We invite you to study the inherent risks and the best protocols to maximize your investment return if you wish to take this opportunity to provide liquidity to the market and gain the benefits of doing so. It is beyond the scope of this post to provide the necessary considerations for becoming a liquidity provider in an automated market maker (AMM). However, we would like to point out some key factors to consider when assessing market liquidity:
• • • •
Trading volume: The higher the trading volume, the more liquidity in the market for a particular asset. Depth of market: A good analysis of the order book will allow one to infer whether there is a deep order book that converts into better market liquidity, as previously noted. Spread: consider the price spread at which the asset gets traded in the order book. Smaller spreads indicate greater liquidity. Exchange selection: There are almost 200 different options for trading cryptocurrencies on the market. Consider using a reputable one with good trading volume for safer and more liquid trading. However, remember, no one is too big to fail or go to zero (FTX or LUNA cases).

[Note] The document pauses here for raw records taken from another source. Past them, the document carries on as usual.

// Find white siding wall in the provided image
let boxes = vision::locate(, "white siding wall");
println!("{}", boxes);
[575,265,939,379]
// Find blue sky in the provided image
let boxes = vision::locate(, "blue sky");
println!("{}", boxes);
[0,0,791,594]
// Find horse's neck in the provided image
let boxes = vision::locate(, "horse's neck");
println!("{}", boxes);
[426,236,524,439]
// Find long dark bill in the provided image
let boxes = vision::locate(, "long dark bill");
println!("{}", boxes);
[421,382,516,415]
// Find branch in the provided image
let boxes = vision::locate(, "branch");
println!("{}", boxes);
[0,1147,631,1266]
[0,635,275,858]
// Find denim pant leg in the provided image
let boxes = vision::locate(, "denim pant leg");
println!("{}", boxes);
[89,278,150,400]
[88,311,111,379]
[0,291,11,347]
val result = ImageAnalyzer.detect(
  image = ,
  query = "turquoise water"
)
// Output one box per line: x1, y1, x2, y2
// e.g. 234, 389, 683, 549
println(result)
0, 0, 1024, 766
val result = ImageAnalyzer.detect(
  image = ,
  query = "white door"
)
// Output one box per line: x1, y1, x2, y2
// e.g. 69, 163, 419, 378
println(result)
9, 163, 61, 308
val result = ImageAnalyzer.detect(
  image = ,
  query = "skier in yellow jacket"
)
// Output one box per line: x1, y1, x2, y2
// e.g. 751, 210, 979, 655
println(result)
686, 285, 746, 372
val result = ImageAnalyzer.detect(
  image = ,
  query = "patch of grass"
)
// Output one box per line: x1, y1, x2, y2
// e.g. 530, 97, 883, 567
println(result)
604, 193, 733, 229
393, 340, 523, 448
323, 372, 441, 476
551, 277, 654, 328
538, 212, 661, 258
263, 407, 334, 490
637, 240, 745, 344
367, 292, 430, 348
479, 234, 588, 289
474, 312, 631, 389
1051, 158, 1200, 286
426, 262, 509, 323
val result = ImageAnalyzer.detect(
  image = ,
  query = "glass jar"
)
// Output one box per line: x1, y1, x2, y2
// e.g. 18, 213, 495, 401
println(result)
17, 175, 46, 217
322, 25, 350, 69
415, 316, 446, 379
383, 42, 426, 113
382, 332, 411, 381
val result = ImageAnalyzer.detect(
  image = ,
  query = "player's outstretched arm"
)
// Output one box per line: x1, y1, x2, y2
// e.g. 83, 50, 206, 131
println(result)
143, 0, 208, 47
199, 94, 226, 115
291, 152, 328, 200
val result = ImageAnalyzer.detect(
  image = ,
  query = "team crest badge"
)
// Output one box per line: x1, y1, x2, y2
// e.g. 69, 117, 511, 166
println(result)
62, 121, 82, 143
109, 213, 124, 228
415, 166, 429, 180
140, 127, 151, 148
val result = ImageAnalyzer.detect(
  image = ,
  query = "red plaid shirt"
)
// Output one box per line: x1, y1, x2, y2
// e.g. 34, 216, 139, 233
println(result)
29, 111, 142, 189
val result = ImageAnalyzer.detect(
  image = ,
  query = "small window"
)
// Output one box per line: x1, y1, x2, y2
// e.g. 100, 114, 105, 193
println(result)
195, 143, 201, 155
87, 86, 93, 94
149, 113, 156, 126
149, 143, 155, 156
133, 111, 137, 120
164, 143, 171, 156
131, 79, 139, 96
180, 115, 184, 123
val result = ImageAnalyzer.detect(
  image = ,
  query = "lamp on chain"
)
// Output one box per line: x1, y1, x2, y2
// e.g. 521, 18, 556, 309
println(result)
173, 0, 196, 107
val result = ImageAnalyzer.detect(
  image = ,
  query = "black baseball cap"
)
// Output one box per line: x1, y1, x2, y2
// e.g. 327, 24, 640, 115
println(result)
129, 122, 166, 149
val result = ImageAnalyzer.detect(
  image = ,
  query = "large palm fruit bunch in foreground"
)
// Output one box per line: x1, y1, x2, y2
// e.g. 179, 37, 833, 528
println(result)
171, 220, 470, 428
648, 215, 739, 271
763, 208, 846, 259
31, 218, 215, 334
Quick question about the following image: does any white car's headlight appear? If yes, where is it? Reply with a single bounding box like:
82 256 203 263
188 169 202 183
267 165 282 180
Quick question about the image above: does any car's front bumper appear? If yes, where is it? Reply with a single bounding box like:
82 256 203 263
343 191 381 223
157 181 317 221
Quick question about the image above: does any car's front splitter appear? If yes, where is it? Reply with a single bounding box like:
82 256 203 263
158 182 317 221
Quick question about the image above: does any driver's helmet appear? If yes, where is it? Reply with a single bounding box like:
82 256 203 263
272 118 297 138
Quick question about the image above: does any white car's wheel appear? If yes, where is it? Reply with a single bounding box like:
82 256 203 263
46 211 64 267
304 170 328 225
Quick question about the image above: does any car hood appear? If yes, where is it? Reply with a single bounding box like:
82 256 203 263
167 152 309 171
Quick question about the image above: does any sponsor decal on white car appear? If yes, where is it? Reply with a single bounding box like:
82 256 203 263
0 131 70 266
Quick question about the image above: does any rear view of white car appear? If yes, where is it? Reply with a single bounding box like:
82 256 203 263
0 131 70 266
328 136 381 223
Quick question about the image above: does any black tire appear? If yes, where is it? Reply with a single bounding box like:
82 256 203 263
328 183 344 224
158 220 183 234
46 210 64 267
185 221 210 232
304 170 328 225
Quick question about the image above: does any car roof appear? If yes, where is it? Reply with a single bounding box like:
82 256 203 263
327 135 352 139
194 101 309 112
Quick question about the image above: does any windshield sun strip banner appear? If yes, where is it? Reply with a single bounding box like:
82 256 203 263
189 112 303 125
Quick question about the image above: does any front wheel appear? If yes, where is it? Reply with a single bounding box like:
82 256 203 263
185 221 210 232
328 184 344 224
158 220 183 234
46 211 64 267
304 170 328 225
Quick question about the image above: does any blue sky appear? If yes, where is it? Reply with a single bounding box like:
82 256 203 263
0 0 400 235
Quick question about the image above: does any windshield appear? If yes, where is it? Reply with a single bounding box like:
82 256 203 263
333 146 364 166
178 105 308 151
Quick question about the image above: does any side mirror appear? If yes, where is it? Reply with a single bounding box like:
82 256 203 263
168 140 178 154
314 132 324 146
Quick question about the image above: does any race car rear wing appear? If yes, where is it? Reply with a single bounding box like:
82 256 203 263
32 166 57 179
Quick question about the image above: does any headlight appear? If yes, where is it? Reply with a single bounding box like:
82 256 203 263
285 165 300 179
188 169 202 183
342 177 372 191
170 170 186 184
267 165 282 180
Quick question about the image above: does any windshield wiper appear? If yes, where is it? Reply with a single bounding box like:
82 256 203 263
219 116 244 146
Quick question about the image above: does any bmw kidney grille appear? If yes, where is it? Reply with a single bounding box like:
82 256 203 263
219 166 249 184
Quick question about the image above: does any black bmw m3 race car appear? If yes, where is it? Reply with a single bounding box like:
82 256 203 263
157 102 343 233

Volatility and liquidity in cryptocurrency markets Liquidity can affect the value of cryptocurrencies as it does all other financial assets by discouraging active investment. If market activity decreases due to the rising cost of trading an asset, prices, and activity can become volatile and decrease in value.
Indeed, factors such as slow order routing, AMM fees, and settlement costs can influence price volatility and, of course, make the market shallower, reducing market liquidity.
Hence, liquidity is crucial for this growing cryptocurrency market because it provides the price stability necessary to execute large trades without significant fluctuations. More stable prices translate into efficient trading, where traders can enter and exit positions with minimal price slippage. High liquidity usually means lower trading costs, including lower spreads (the difference between the bid and ask price) and lower commissions, making it more profitable for investors to trade in liquid markets.
Final words The cryptocurrency market is still growing rapidly. Similar to the internet age, there are diverse investment opportunities in the wide range of cryptocurrencies to choose from in the crypto market, some more liquid than others with a diverse portfolio to help spread risk and potentially increase returns, presenting opportunities ripe for the taking. Investors in this ecosystem must understand liquidity to manage risk, understanding that illiquid assets can expose them to greater price volatility and difficulty exiting positions during market downturns. Understanding the concept of liquidity in this market is a powerful risk management tool for any investor, a skill that can make the difference between success or failure in a highly volatile market such as the crypto market.